Sunday, October 29, 2006

Such a Thing as Too Much Red?

I really like red. I color my hair red, wear red clothes, and drive a red car. There is no shortage of red in my garden. It is one of my favorite colors.

When I consider fall color, red, again, comes to mind. I disregard fall foliage color described as yellow, pale green, or *ugh* brown. I want scarlet, maroon, and flame. While Mike and I vacationed in Gatlinburg, I repeatedly stopped to stare at backlit vermillion leaves. However, gazing at the multicolored hillsides, it began to occur to me that what made the red so beautiful was its juxtaposition against the yellows, greens, and *ugh* browns.

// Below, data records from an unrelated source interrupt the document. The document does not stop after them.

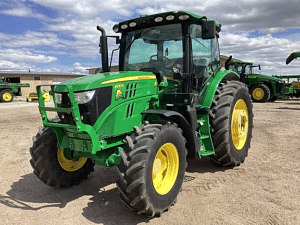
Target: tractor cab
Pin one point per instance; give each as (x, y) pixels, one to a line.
(180, 46)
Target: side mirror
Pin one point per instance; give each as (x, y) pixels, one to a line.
(227, 62)
(209, 29)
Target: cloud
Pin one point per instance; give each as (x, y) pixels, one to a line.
(33, 38)
(12, 66)
(269, 51)
(78, 68)
(21, 10)
(17, 55)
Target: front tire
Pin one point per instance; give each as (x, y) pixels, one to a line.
(152, 168)
(231, 119)
(50, 164)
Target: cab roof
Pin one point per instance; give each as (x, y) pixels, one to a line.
(170, 17)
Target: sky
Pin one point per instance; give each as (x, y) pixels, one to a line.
(60, 36)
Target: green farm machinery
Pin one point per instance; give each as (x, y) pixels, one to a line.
(296, 82)
(169, 101)
(8, 90)
(262, 88)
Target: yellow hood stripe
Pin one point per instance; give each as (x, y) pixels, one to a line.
(150, 77)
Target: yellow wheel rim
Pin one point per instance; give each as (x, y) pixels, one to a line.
(239, 124)
(69, 165)
(7, 96)
(258, 93)
(165, 168)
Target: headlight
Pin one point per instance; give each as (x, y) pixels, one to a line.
(84, 97)
(58, 97)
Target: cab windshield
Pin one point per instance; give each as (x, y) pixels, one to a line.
(161, 47)
(155, 47)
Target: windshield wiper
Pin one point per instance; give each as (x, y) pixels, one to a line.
(137, 35)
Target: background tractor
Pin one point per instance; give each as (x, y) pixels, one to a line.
(262, 88)
(9, 90)
(170, 101)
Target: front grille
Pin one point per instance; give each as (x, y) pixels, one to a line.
(89, 112)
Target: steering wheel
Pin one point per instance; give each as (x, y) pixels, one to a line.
(165, 60)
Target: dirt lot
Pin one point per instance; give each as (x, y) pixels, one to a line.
(263, 190)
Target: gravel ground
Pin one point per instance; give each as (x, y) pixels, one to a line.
(263, 190)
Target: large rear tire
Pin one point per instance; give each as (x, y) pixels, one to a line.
(152, 168)
(231, 119)
(6, 96)
(51, 166)
(260, 93)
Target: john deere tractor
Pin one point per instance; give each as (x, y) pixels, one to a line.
(169, 101)
(262, 87)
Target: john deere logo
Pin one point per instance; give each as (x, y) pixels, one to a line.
(119, 95)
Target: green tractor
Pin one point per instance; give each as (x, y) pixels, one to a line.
(262, 88)
(169, 101)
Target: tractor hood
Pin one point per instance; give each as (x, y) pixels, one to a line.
(265, 77)
(94, 81)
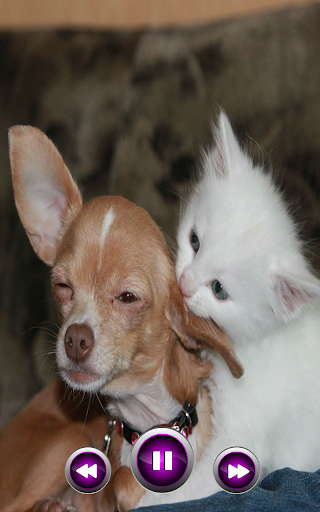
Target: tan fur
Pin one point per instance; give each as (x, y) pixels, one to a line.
(133, 343)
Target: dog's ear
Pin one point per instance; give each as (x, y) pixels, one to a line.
(195, 332)
(45, 193)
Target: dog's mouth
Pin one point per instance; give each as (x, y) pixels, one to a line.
(86, 380)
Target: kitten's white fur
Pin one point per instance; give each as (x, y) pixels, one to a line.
(249, 242)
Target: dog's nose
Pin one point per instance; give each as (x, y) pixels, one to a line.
(187, 283)
(78, 341)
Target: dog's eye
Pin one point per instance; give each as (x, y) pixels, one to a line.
(219, 291)
(127, 297)
(194, 241)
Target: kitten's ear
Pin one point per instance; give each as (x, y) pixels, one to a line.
(227, 154)
(45, 193)
(293, 287)
(195, 332)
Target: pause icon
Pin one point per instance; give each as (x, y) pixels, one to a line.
(156, 461)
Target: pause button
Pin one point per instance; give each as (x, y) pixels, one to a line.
(162, 459)
(156, 461)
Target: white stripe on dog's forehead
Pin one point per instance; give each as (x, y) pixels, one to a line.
(107, 221)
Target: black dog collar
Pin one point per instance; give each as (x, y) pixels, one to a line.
(183, 422)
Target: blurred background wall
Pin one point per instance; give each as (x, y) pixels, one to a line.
(127, 95)
(128, 13)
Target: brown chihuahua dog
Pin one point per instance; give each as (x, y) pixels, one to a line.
(125, 333)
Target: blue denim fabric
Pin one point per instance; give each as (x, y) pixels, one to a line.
(284, 490)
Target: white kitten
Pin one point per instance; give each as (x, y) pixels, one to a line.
(240, 263)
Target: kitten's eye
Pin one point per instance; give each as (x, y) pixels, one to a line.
(194, 241)
(127, 297)
(219, 290)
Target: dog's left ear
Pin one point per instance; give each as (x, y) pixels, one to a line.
(45, 193)
(195, 332)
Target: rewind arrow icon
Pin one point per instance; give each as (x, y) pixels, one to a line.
(86, 471)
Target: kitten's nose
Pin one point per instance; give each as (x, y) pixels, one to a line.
(187, 283)
(78, 342)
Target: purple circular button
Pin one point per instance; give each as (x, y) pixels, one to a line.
(236, 470)
(88, 470)
(162, 459)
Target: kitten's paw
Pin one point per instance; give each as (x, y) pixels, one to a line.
(52, 505)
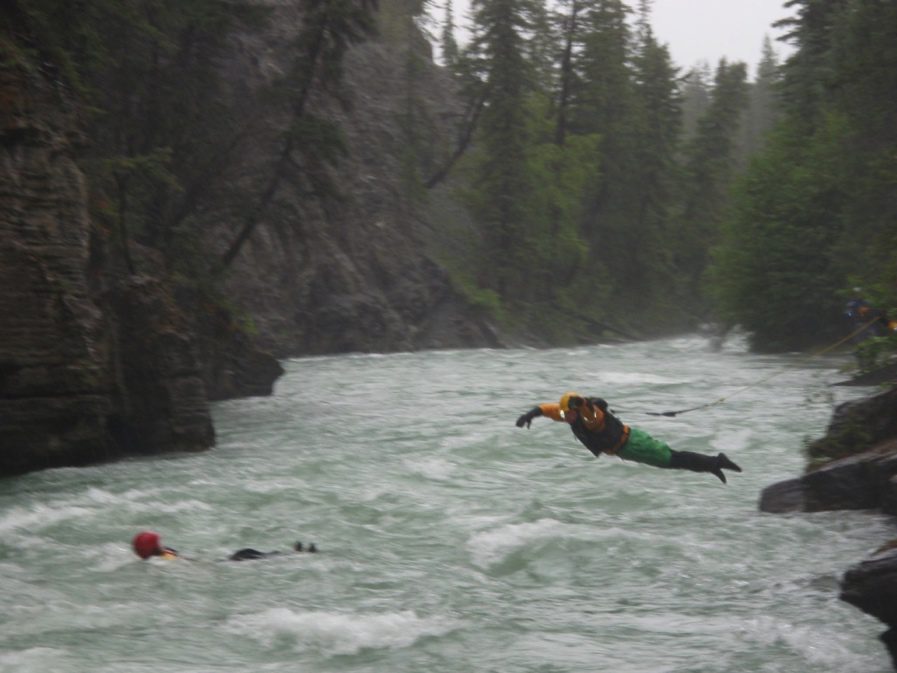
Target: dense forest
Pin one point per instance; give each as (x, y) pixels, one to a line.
(597, 189)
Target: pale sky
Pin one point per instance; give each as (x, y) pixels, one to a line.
(699, 30)
(708, 30)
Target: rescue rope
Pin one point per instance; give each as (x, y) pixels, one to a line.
(825, 350)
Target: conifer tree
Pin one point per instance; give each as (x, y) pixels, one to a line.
(447, 42)
(503, 180)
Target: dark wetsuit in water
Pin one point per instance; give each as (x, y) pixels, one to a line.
(249, 554)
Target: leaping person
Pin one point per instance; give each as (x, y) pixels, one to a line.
(602, 432)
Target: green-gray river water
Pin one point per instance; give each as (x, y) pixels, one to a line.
(450, 540)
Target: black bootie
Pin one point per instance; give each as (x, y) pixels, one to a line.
(698, 462)
(724, 462)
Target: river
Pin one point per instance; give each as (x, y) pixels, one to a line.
(450, 540)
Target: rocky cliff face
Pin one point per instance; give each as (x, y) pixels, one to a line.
(865, 433)
(92, 366)
(353, 274)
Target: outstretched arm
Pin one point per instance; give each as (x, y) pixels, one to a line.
(528, 417)
(552, 411)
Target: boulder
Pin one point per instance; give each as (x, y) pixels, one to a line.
(872, 587)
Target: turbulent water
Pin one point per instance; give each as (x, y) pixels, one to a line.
(449, 539)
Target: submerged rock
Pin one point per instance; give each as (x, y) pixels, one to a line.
(872, 587)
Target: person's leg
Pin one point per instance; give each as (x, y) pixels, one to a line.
(643, 448)
(698, 462)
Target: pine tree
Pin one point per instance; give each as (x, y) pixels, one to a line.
(448, 43)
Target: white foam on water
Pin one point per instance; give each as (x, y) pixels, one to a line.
(39, 516)
(491, 546)
(34, 659)
(434, 468)
(338, 633)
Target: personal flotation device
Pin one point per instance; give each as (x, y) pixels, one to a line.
(596, 427)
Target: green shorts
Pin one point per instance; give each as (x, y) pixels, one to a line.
(643, 448)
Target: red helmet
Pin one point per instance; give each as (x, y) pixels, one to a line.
(146, 544)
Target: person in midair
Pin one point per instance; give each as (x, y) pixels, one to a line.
(602, 432)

Quite coincidentally, while soaking in the outdoor hot tub one morning at our Gatlinburg chalet, I came across the chapter in Henry Mitchell’s Essential Earthman on color in the garden. He paints verbal picture of a garden with nothing but red flowers in “Red, Red, and Still More Red”. Initially, it sounds as if it might be a carmine lover’s dream, but the result rather resembles a slaughterhouse. As much as I adore red, it is best used as an accent color, rather than a base. (At least, outside. Red is the primary color in our bedroom, with accents of gold, brown, and cream.)

Gatlinburg seemed to be a bit ahead of Cincinnati on fall color, but our show is heating up now. As my euonymous, viburnum, and dogwood begin their flaming displays, I am enjoying their contrast against the surrounding foliage, rather than wishing everything was similarly ablaze. Next time I read that a plant I’m considering has fall color in a shade other than red, I’ll consider it. I could use more yellow and orange fall foliage, but you can keep the *ugh* brown.


Blogger Renee said...

If you have room for a smallish shrub, Fothergilla has glorious fall color -- usually a blend of red, yellow, and shades in between. 'Mount Airy' is a naturally occurring hybrid that was discovered here in Cincinnati. In spring, the white bottlebrush flowers smell like honey... And then the shrub becomes nice wallpaper for perennials and annuals for the summer.

4:40 AM  
Anonymous Amy said...

Coincidentally, *ugh* brown is what I call the color of my eyes.

The Smokies are gorgeous. Gatlinburg itself, however, gives me hives and I've only driven through it.

6:22 AM  
Anonymous Colleen said...

I recently read that chapter in Earthman, too. I love red, but I thought it was pretty funny when he said you shouldn't have any friends with weak hearts visit your all-red garden when it's in full bloom :-) I was just glad he didn't totally rip red---some garden writers do that, and it drives me nuts.

7:58 AM  
Blogger Allison said...

Ack! We don't call it "coloring our hair red" - we call it "correcting an obvious mistake on the part of mother nature." We really were meant to have red hair, that's why mother nature gave us henna.

11:04 AM  
Blogger OldRoses said...

My "too much" color is pink. I won't wear it and I won't have it in my house, but my gardens are filled with it. I keep having to remind myself to plant other colors because most of my existing plantings are pink.

4:26 PM  
Anonymous Garden Decor Guy said...

As usual, you have a nice way of explaining the Yin and Yang of things and how both are needed. Your description of the beauty of red against the "yellows, greens, and *ugh* browns" is a case in point.